Baksanıza Altan Bey de birilerine benim vasıtamla mesaj gönderiyor.

Unutsun gitsin benim gibi, bizler gibi..

Çünkü;

‘Hayat, çatlak bardaktaki suya benzer,

İçsen de tükenir, içmesen de!

Bu yüzden, hayattan tat almaya bak!

Çünkü yaşasan da bitecek, yaşamasan da!..’

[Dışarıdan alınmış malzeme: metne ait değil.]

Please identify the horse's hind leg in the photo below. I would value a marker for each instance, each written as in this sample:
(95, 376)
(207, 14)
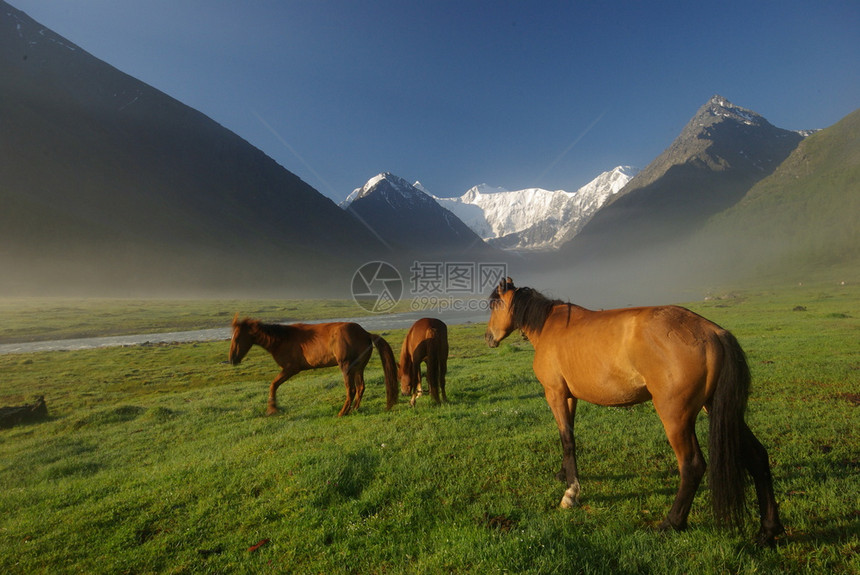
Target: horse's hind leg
(756, 461)
(681, 433)
(358, 379)
(272, 406)
(442, 361)
(563, 407)
(350, 390)
(433, 375)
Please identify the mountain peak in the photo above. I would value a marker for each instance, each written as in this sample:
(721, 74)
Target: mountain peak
(394, 188)
(408, 218)
(719, 107)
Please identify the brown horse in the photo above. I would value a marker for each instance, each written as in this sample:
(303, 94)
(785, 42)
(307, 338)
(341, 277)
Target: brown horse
(299, 347)
(427, 341)
(677, 359)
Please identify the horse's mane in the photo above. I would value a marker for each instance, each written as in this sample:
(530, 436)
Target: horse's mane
(270, 332)
(529, 307)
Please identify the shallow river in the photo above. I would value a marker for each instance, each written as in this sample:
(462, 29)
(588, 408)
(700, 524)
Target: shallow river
(370, 323)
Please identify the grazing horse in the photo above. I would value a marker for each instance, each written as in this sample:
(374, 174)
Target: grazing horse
(298, 347)
(426, 341)
(669, 355)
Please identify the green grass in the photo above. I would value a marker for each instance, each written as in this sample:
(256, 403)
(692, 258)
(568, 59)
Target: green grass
(39, 319)
(159, 459)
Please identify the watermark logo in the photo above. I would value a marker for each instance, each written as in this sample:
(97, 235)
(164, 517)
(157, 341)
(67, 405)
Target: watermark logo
(377, 287)
(433, 286)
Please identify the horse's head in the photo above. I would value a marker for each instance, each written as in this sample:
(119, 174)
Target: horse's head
(501, 322)
(241, 341)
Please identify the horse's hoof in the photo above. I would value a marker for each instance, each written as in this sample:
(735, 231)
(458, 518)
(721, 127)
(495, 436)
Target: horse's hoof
(571, 497)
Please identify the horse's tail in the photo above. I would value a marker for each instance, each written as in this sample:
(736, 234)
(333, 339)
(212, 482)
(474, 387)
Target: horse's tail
(726, 471)
(389, 367)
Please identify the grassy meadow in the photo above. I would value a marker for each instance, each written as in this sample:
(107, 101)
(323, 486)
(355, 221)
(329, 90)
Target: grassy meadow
(159, 458)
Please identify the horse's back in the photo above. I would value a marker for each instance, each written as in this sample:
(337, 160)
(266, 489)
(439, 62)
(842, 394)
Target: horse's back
(626, 356)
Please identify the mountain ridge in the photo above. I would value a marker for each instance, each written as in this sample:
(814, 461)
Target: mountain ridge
(123, 186)
(409, 220)
(718, 156)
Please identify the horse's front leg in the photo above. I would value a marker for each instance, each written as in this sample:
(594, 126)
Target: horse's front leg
(273, 389)
(563, 408)
(416, 381)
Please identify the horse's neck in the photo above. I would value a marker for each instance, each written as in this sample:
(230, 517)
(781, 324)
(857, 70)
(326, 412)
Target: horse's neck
(265, 340)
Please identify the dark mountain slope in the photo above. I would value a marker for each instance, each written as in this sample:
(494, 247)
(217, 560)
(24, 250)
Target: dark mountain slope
(107, 181)
(720, 154)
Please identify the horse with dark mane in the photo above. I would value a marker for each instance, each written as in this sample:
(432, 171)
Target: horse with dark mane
(299, 347)
(677, 359)
(426, 341)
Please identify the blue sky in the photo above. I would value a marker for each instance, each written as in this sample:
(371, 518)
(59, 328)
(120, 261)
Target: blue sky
(514, 94)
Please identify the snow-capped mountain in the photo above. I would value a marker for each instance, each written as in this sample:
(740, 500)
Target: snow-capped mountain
(534, 218)
(407, 218)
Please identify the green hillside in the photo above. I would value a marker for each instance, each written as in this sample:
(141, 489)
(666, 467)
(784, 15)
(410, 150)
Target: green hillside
(803, 218)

Mutlaka ters çıkanlar tat almasını biliyorlardır, bir şekilde…

Sevgili Altan kardeş de bundan böyle hayattan tat almaya çalışsın, sizler de!

Şarkıda ne deniyor?

‘Ağlama değmez hayat, bu gözyaşlarına!...   

 

*- PARASI ÇIKIŞMADI…

 

Çok önceden yazmıştım.

Şimdi ‘kemerleri sıkma dönemi’ tekrar başlatılıyor ya, ‘Tam zamanı’ diyerek paylaşmak istiyorum.

..Ecevit’tin aşçısı anlatıyor ;

‘Başbakanlık konutuna taşındığında beni çağırıp Evladım burası benim evim ve devlet bana maaş veriyor Bütün yediğimiz içtiğimizin parasını benden alacaksın Sakın ola, devletin tek zeytin tanesi boğazımdan geçmesin!,,’

Başbakan Bülent Ecevit, sözlerini şöyle bitiriyor:

‘Bende çok dikkat edeceğim ama sizden bu konuda çok hassas olmanızı rica ediyorum...’

Bir gün kahvaltı yapılacak peynir yok!

Her nasılsa ihmal edilmiş;

Aşcı anısında olayı şöyle anlatıyor:

‘Gittim, bizzat kendisinden peynir almak için para istedim,

Bütün ceplerini karıştırdı para çıkmadı...

Rahşan Hanım bir tasın içinde o zaman iki buçuk lira buldu verdi… Gözyaşlarıma engel olamamıştım...’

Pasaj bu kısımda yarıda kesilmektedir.